Montag, 3. November 2014

Geburtstag in der Ferne

Ich habe gerne Ende Oktober Geburtstag. Nicht nur, weil ich meine Geburtstagsfeier an Halloween/ gruselige Themen anlehnen kann, sondern auch weil ich den Herbst mag. Wenn die Blätter der Bäume sich langsam gelb und rot färben und später bunte Laubhaufen, in die man reinspringen kann, auf dem Boden liegen, finde ich das ganz toll. Natürlich habe ich als Kind auch schon Nachteile an dem Datum gesehen, wie z.B. dass ich nie eine Feier im Garten machen konnte. Im Studium habe ich einen weiteren Nachteil meines Geburtstags kennengelernt. Mit wem feiern, wenn man neu in der Stadt und der Geburtstag nicht mal drei Wochen nach Uni-Beginn ist?
Bisher habe ich meinen Geburtstag dreimal an neuen Orten gefeiert. In Essen habe ich mich für meine Mitbewohnerinnen entschieden, im Erasmus-Semester kamen die beiden Lisas an dem Wochenende nach meinem Geburtstag, so dass ich meinen Geburtstag einfach gedanklich um zwei Tage nach hinten verschoben habe. Hier war mein Geburtstag irgendwie ruhiger als vor vier Jahren in Spanien.

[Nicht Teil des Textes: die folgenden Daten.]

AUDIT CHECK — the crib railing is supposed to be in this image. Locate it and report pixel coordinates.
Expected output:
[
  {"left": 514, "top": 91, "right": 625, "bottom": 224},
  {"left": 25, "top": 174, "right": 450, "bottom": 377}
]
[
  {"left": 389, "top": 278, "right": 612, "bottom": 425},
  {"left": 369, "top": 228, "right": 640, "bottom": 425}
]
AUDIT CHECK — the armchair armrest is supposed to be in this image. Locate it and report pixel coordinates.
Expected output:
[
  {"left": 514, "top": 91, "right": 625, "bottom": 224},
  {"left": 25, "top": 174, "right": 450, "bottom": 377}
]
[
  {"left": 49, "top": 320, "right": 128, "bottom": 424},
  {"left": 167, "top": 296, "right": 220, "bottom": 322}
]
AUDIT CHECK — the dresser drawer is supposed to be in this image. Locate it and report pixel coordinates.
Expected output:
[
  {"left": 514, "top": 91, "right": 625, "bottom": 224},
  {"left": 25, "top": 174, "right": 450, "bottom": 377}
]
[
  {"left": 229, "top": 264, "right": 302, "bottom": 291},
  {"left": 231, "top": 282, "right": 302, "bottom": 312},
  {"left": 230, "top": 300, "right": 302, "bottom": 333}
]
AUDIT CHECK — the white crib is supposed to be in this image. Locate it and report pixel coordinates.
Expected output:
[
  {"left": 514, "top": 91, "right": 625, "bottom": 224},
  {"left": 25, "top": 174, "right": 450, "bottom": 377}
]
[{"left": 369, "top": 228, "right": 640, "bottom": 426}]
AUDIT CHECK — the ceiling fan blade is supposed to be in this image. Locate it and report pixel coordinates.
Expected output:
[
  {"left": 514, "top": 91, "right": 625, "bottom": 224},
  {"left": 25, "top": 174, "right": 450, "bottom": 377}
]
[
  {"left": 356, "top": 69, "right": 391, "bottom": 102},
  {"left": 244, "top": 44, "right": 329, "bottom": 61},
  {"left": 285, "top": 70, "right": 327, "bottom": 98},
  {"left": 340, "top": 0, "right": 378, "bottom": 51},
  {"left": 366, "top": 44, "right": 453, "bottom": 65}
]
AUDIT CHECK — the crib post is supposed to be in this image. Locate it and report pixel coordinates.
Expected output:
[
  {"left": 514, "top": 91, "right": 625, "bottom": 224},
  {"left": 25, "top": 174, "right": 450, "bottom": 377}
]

Bereits zur deutschen Mitternacht bekam ich die ersten Anrufe und (Sprach-) Nachrichten und eine Stunde später nochmal. Morgens hatte ich Schule. Die Lehrerinnen, oder zumindest Laura und Victoria, wussten, dass ich Geburtstag hatte (schließlich hatte ich das in der Vorstellung bei den Schülern mindestens zwölfmal gesagt, und ich hatte im Lehrerzimmer ein paar Sachen erzählt, die ich bis zu meinem Geburtstag noch erledigen musste) und als ich ins Lehrerzimmer kam, lagen da eine Karte und zwei kleine Geschenke. Total lieb! Die Geschenke mussten aber bis zur Pause warten, erstmal ging es in den Unterricht.

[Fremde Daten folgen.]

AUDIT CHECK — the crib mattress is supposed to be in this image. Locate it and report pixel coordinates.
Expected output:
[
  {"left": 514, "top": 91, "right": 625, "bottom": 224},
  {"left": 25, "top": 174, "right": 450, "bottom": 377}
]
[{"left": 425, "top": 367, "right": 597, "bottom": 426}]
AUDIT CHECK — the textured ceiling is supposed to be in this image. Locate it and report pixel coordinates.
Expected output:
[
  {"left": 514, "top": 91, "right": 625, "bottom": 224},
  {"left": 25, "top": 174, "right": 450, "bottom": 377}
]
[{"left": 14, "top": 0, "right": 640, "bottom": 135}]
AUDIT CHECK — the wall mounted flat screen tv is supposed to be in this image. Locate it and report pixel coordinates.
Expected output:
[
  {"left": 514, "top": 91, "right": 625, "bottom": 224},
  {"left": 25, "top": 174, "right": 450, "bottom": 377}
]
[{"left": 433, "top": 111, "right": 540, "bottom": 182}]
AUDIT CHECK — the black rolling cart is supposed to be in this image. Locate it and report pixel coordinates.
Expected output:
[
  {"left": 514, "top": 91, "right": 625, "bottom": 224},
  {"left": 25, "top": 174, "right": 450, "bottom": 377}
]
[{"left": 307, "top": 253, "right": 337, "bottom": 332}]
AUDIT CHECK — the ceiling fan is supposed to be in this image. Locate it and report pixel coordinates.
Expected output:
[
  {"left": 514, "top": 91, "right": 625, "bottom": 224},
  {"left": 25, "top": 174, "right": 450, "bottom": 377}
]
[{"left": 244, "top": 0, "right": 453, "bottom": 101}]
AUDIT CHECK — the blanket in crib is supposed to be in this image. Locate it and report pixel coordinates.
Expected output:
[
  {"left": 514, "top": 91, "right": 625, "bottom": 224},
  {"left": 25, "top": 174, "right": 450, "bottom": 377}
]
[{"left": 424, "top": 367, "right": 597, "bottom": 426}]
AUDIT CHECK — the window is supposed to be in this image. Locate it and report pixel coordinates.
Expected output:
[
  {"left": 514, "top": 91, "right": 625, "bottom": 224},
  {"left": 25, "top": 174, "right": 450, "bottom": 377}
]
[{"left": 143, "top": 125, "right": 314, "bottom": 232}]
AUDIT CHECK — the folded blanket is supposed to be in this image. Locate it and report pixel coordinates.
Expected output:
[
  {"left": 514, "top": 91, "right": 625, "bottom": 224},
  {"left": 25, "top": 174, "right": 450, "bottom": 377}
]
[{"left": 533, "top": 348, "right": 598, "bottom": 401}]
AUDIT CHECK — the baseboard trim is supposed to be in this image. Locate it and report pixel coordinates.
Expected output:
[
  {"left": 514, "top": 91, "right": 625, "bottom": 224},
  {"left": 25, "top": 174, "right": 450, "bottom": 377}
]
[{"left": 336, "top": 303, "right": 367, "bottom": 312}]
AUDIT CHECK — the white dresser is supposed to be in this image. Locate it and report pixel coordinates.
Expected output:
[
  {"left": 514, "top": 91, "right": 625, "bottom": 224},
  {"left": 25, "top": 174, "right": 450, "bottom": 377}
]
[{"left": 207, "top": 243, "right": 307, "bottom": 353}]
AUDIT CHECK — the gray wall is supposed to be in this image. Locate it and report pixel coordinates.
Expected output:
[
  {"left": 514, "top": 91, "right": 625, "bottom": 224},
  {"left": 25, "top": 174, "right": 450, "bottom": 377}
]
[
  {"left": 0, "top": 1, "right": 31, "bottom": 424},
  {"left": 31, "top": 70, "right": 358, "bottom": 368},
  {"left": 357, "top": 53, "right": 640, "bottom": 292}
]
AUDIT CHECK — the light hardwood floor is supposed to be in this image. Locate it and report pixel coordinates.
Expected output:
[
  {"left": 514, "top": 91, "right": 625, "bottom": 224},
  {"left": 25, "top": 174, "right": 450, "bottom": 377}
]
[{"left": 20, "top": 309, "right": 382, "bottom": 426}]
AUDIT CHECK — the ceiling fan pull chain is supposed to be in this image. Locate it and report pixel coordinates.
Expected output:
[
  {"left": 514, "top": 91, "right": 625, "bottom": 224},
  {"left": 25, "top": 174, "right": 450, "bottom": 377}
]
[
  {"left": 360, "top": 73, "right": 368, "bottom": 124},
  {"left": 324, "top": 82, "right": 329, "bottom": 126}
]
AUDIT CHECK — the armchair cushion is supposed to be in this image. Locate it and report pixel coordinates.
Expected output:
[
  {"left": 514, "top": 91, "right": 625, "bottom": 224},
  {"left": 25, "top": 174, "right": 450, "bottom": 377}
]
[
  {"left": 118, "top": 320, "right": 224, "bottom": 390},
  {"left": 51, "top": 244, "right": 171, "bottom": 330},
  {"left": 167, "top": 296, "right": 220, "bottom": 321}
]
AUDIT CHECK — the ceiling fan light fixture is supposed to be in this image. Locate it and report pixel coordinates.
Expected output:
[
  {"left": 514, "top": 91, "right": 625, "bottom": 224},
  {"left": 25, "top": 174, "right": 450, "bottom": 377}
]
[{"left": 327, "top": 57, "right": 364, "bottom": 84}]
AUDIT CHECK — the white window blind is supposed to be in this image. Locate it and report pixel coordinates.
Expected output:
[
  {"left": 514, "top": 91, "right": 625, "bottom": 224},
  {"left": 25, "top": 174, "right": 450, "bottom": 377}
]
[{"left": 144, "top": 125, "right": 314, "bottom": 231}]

Die Viertklässler hatten irgendwie mitgekriegt, dass mein Geburtstag war, und haben mir eine Karte gebastelt, die sie mir zwischen zwei Kleingruppen in meinen Raum brachten. Sie hatten Laura gefragt, was ich denn gerne mögen würde und sie hatte ihnen Harry Potter gesagt, woraufhin sie die Karte Harry Potter-mäßig gestalteten, inklusive "You're a wizard, Rut". Soweit ich das sehen konnte, haben alle in der Karte unterschrieben. Sowas von süß, meine Schüler! Sie wollten auch in meinen Raum rüberkommen und mir ein Geburtstagslied singen, aber Laura hat es ihnen nicht erlaubt. Die anderen Klassen haben aber nicht rausgefunden, dass ich Geburtstag hatte.

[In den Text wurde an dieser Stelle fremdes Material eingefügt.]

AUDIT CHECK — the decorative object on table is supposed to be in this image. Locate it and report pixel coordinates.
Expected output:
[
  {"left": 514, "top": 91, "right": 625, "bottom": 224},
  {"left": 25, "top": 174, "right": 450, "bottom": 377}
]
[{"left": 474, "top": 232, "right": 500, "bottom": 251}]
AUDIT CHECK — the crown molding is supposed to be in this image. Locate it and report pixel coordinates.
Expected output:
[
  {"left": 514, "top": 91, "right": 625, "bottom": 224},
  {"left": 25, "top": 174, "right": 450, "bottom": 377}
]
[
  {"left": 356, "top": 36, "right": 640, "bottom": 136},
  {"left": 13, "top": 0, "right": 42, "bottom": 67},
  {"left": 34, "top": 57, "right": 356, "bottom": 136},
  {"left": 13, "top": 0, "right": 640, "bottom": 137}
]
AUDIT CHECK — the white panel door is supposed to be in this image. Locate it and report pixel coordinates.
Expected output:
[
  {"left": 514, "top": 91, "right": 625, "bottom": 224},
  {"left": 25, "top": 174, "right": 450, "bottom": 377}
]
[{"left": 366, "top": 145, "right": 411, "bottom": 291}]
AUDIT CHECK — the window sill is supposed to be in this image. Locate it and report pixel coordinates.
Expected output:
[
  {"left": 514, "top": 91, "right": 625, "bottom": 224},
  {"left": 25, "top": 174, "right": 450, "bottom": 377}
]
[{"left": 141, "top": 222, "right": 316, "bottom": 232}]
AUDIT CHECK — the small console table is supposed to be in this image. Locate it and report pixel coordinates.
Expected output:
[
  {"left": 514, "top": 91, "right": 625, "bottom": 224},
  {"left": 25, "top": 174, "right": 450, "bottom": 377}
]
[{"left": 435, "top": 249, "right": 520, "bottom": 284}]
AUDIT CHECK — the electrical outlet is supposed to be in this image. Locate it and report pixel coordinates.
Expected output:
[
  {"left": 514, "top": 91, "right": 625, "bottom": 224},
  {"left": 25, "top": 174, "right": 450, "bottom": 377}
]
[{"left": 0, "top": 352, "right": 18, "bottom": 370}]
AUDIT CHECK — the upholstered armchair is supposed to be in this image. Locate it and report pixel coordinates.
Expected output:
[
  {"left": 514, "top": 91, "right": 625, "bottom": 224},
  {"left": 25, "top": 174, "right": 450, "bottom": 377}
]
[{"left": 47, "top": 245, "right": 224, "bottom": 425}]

In der Pause haben wir eine kleine Geburtstagsfeier im Lehrerzimmer gemacht. Ich hatte Kuchen gebacken und Laura und Victoria hatten Kuchen und Apfelsaft gekauft - "Ihr Deutschen trinkt doch so gerne Apfelsaft". Ich habe ihre Geschenke aufgemacht. Darin waren eine Tasse mit Sehenswürdigkeiten von Schottland und ein Memoryspiel mit schottischen Begriffen (also durchaus mit pädagogischen Anspruch ;-)). Ich habe mich sehr gefreut.
Nachmittags kamen die Spanier von dem Englandabenteuer und Amelie vorbei. Ich hatte außerdem meine Mitbewohnerinnen zu Tee und Kuchen eingeladen, aber Hélène war mit ihrem Besuch aus der Heimat unterwegs, so dass sich nur Vanessa dazu setzte. Es war eine sehr nette Runde. Wir haben viel geredet und sowohl meinen selbstgebackenen als auch den Kuchen, den die Lehrerinnen für mich besorgt hatten, verputzt und Unmengen Tee getrunken.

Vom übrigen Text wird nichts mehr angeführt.